ホスピタリティをリネンにも
ホスピタリティを考えていないホテルはないでしょう。お客様をどう笑顔でお迎えするか、チェックインの瞬間から退館されるその瞬間まで、日々試行錯誤を重ねていらっしゃることと思います。しかし、その「おもてなしの心」は客室のシーツやタオルにまで、本当に行き届いているでしょうか。実はリネンの品質と供給の安定こそが、ホスピタリティを下支えする縁の下の力持ちなのです。
例えば自前でリネンを洗う場合を想像してみてください。もし洗濯機が壊れたら?そのタイミングでほかの客室もすべて満室だったら?さらに近くのコインランドリーにも空きがなかったら――。考えるだけで冷や汗が出るシチュエーションですが、これは決して大げさな話ではありません。そして、こうしたリスクは私たちのようなリネンサプライ会社にも、形を変えて常につきまとっています。だからこそ、私たちは「供給が止まらない仕組み」そのものを事業の根幹に据えています。
99.9の数を増やす
沖縄の観光業を支えるリネンサプライ工場として、私たちは1台の洗濯機が故障してもすぐに代替できるよう、複数の大型洗濯設備を分散して稼働させています。よほどの大災害――たとえば津波のような事態でも来ない限りは、安定した供給を継続できる体制を整えているつもりです。
とはいえ、世の中に「絶対」はあり得ません。従業員が一斉に体調を崩してしまう、配送車両がいたずらの被害に遭いすべてパンクしてしまう、設備トラブルが重なる――。こうした不測の事態は、どれだけ備えていても起こり得るものです。だからこそ私たちは、自社内でのリスクヘッジを徹底するのはもちろんのこと、それ以上に「同業他社様との結束」を非常に重視しています。

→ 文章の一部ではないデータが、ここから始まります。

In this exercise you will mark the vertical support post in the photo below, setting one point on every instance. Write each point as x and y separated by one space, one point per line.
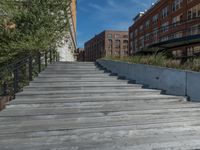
50 56
16 80
39 62
5 88
45 57
30 68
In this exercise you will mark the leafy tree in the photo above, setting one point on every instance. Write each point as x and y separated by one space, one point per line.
29 26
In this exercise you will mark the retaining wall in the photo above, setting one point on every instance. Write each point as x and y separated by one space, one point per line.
172 81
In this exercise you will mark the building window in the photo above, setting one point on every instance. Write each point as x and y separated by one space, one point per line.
110 44
165 27
155 19
176 4
165 12
194 30
136 32
147 24
194 12
176 20
117 36
117 44
110 36
189 1
131 35
141 28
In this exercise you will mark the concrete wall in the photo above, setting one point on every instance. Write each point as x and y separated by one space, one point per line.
172 81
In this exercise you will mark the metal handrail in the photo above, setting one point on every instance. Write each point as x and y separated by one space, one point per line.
32 63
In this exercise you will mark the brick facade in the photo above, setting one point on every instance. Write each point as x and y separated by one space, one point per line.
107 43
165 20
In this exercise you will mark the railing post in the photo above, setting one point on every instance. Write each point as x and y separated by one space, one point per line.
45 57
30 68
5 88
50 56
39 62
16 79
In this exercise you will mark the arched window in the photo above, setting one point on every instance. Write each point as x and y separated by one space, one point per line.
117 44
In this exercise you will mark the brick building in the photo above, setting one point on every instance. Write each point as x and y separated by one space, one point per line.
107 43
168 24
80 54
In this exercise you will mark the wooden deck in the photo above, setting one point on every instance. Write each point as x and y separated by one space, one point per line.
75 106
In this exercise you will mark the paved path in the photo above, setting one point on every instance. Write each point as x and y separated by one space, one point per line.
75 106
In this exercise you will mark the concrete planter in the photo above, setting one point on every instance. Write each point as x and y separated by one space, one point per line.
3 101
172 81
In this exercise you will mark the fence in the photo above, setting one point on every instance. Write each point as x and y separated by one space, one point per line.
15 76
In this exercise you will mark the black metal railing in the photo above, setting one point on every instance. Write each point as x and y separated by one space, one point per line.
177 30
15 76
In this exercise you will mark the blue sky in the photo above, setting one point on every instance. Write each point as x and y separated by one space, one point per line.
94 16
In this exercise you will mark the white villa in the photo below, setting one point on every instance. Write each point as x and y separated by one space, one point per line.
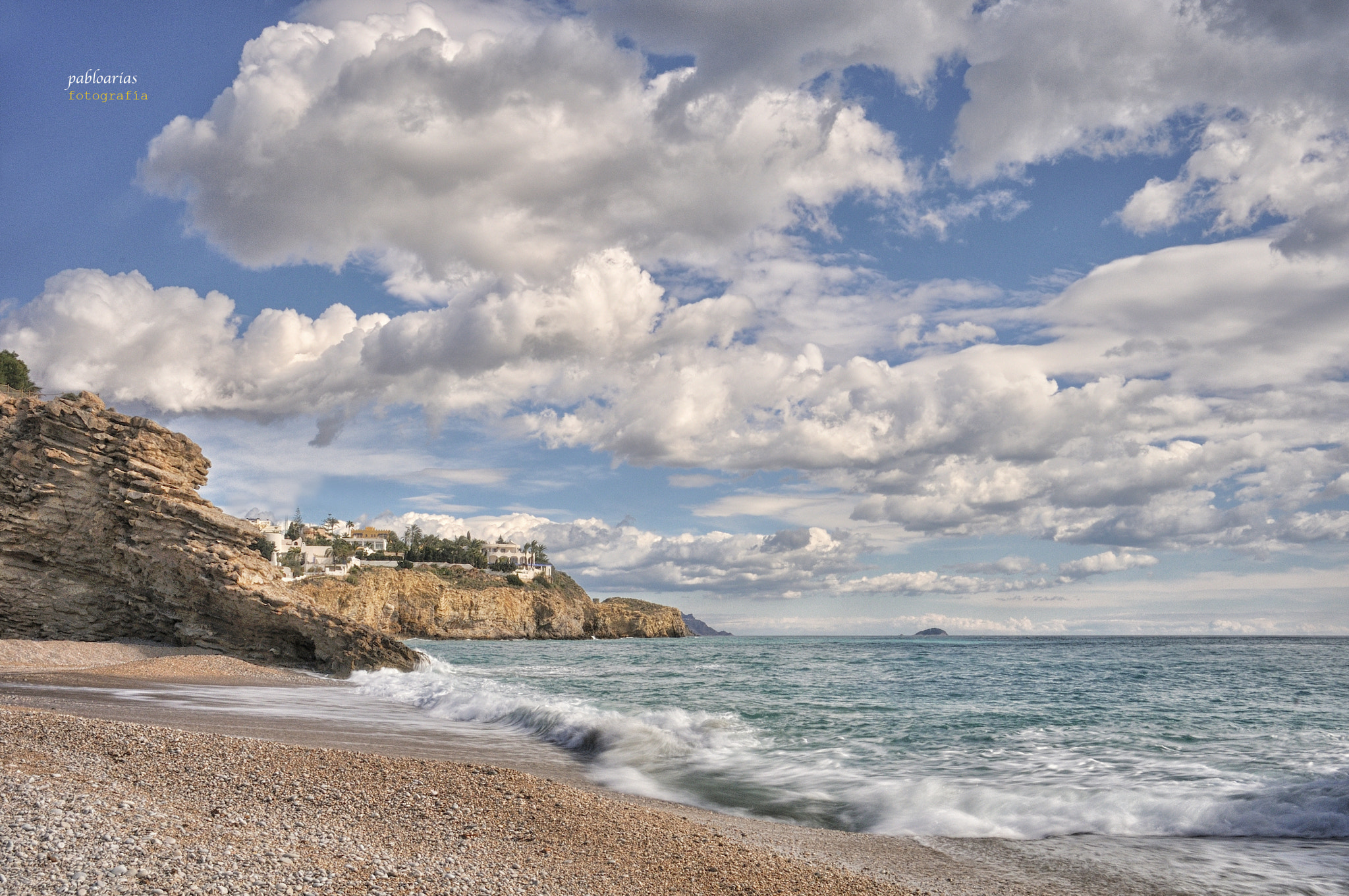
319 558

これは、ライバル社を出し抜いてシェアを奪おうという発想では決して生まれない関係です。困ったときに快く手を差し伸べてもらうためには、日頃から「この沖縄北部のリネン業界全体を、みんなで盛り立てていこう」という姿勢が欠かせません。私たちはそうした思いで日々営業活動を行っており、結果として沖縄北部のほとんどの同業者様と、友好的かつ協力的な関係を築かせていただいております。

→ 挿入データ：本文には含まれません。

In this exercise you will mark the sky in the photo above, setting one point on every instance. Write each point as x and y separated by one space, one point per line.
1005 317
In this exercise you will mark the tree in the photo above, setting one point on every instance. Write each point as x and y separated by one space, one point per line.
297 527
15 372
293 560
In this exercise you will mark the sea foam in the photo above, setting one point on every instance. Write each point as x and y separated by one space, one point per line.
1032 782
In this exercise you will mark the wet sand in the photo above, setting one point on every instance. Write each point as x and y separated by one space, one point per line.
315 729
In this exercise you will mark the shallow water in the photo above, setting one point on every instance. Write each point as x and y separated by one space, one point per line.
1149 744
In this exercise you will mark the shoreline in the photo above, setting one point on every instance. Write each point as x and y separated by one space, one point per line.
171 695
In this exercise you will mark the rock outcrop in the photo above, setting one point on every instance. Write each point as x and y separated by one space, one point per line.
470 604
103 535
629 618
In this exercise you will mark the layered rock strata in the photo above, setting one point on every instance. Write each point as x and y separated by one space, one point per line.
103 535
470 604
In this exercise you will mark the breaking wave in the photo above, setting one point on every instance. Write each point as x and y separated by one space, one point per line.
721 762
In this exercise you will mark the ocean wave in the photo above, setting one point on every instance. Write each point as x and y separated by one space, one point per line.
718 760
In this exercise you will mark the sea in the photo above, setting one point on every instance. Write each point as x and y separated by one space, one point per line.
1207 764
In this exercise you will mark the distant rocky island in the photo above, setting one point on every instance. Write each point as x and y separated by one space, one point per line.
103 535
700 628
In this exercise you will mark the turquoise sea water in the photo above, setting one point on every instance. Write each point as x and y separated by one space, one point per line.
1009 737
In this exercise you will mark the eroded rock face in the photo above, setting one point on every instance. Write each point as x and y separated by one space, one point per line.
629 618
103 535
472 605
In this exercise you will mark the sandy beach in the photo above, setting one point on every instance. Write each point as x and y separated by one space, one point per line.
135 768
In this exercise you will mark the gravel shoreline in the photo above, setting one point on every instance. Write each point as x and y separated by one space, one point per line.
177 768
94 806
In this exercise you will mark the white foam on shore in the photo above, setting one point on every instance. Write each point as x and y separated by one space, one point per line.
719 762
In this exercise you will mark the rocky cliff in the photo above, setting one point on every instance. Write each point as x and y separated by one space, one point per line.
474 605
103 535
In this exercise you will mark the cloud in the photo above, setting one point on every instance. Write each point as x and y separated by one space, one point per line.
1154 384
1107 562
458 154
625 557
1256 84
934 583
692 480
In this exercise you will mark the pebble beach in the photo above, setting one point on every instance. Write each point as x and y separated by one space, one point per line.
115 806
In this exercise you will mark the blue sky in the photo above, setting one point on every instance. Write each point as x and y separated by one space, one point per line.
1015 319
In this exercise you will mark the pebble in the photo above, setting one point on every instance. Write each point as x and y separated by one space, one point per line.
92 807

100%の安定供給に「絶対」はありません。しかし供給率99.999999…と、この「9」の数を一つでも多く積み重ねていくこと。それこそが私たちにできる、最大限の誠意だと考えています。沖縄の観光業を支える皆様に、安心してリネンをお任せいただけるよう、これからも地道な努力を積み重ねてまいります。